Gomes氏は、AIが学びのショートカットになるという懸念に対し、AIは好奇心を増幅するツールとして使うべきだと強調しました。真の学びには自ら挑戦し脳を鍛える過程が不可欠であり、AIに答えを求めるだけでは学習にならないと指摘しています。AI時代においては、答えそのものよりも「どのような問いを立てるか」が重要になるという考えを示しました。
教師がAIに置き換えられるかという問いに対しては、明確に否定しました。むしろ教師の存在はこれまで以上に重要になると述べています。Googleの調査では、AIの活用により教師が事務作業で週最大10時間を節約できることが示されており、その時間を生徒との直接的な対話や動機づけに充てることが可能になります。

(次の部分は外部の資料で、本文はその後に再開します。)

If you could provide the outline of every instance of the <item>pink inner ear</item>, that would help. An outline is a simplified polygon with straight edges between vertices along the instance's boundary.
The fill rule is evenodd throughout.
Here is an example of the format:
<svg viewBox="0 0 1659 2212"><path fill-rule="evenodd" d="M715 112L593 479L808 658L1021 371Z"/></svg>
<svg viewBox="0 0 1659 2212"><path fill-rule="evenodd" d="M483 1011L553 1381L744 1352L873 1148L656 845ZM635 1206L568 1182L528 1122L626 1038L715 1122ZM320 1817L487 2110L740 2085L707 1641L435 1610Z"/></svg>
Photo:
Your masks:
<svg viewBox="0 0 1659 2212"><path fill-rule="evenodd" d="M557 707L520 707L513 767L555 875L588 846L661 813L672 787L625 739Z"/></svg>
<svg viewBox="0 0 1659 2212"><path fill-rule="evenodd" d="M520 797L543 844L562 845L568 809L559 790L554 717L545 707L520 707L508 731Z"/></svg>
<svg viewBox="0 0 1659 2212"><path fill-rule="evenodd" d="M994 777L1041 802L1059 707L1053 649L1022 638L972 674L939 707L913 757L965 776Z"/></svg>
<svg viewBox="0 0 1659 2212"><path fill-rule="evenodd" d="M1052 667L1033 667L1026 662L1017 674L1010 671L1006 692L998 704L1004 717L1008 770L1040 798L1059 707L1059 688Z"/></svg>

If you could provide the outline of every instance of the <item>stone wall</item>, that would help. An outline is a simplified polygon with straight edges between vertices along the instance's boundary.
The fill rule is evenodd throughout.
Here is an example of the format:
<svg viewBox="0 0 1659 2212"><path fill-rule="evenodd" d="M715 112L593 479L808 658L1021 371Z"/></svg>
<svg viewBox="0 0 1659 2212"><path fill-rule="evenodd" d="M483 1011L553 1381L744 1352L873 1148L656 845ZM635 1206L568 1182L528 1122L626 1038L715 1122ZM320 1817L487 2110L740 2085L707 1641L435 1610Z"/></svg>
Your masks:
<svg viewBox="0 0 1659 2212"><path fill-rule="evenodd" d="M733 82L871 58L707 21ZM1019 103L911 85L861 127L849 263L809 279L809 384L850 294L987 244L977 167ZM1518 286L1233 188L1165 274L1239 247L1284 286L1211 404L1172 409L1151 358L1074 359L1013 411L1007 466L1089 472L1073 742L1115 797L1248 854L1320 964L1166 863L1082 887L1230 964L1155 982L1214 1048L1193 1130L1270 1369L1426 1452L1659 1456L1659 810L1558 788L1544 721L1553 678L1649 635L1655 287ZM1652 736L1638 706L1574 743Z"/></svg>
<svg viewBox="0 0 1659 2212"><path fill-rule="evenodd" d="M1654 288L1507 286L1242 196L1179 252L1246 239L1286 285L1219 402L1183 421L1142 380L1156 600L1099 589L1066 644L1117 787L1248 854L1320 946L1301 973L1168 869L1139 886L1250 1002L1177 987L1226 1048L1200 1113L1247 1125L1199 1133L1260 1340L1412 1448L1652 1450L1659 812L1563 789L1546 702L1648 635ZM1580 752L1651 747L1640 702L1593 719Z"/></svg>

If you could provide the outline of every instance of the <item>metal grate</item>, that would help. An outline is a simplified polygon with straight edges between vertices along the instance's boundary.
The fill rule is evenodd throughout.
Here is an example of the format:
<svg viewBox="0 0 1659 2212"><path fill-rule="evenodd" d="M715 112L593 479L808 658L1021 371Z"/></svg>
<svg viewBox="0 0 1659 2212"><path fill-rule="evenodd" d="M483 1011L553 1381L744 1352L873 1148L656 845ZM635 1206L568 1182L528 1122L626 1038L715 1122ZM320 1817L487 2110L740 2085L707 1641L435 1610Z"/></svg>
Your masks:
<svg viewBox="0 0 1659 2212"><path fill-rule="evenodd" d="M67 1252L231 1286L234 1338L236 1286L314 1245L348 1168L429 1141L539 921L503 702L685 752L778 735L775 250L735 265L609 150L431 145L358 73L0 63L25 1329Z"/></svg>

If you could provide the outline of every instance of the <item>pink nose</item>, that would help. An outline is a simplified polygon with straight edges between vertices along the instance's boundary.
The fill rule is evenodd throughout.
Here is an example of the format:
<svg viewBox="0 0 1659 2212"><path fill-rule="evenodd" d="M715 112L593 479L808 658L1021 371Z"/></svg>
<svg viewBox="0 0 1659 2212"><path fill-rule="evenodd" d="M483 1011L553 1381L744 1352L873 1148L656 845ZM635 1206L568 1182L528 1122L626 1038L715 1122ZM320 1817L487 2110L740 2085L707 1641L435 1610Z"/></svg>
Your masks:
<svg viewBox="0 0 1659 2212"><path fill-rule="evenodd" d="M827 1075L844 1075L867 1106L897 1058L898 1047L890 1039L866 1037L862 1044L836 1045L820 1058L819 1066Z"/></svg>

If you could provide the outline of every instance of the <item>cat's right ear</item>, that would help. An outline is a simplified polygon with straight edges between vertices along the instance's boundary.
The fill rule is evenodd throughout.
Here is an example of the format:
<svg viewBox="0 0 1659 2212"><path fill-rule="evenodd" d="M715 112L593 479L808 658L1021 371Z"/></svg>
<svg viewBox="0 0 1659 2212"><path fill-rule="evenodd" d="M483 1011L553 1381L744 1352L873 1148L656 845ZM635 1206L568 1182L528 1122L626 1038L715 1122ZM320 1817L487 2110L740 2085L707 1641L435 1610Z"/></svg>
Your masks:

また、AIの個別指導機能が教育格差の解消に貢献できると説明しました。学習の進度に差がある環境でも、AIが個々の誤解を把握して支援したり、テキストを音声に変換するなどのマルチモーダルな学習オプションを提供できます。GoogleはLearnLMやGeminiといったAIモデルの開発を通じ、教育プロセスを支援する設計を進めています。
さらにGoogleは、東京大学と共同で日本の大学生を対象にしたAI学習効果の実証研究を開始すると発表しました。AIを活用した学習がどのような場面で最も効果的か、また改善が必要な領域はどこかについて、学術的な知見を得ることが目的です。